Money Isn't Everything is a 1918 silent comedy drama feature film directed by Edward Sloman and starring Margarita Fischer. The film was based on an original story by Frederick J. Jackson, and the scenario was written by William Parker. The film was produced by American Film Company and distributed by Pathe Exchange.

== Plot ==
Franklyn Smith, who recently graduated from law school, is called upon by Margery Smith, whose entire capital amounts to $7.00. As she is dainty and beautiful, but with an apparent lack of brains, Franklyn concocts a plan for them both to make money. He signs her to a contract for his new business, the Beauty-To-Let Corporation. He buys up a failing restaurant, installs Margery as the beautiful cashier, and instructs her to not speak to anyone. Attracting the interest of wealthy men who want to hire Margery to attend social events, Franklyn charges them $100 an hour. Two of the wealthy men, 'Diamond Tim' Moody and Henry P. Rockwell, become infatuated with her and compete for her hand, although Margery has fallen in love with Franklyn.
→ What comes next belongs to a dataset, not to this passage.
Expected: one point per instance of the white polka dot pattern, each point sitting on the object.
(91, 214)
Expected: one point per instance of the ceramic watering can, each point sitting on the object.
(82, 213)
With his new influx of cash, Franklyn purchases a nice home from Moody, which upsets Margery, as it's a bachelor home and he has no intentions of marrying anytime soon. Meanwhile she receives a marriage proposal from Rockwell, which she declines, saying that if she was to marry for money, she would marry Moody. She says that she is going to Moody's farewell party, which Franklyn has forbidden, and he locks her in her room while he leaves with Moody. While locked in her room, she receives a phone call and discovers that Moody has forged the deed to the house, and Moody is going to take off with Franklyn's money. Escaping through the window, she hurries to Moody's party to return the lawyer's money and is caught by Franklyn in his bedroom, and accuses her. At that moment, Moody comes in and accuses them of robbing him, calling the police. The police arrive, and find no money on them. Margery and Franklyn escape, and he's informed of Moody's treachery as she unpins her hair and the money falls out. The two discover they love each other and become engaged.

== Reception ==
Exhibitors Herald's review was quite positive, describing it as a "delightfully breezy little story" and praised Margarita Fischer's acting as being some of the best of her career.

Variety's review was mixed, saying that the story could have easily been told in 2 reels instead of 5, but that the production was elaborate and the reviewer stated "the production is worthier of a better theme."

Motion Picture News' review was more positive, noting that it was light fluffy entertainment that should appeal to audiences because "they won't have to think hard."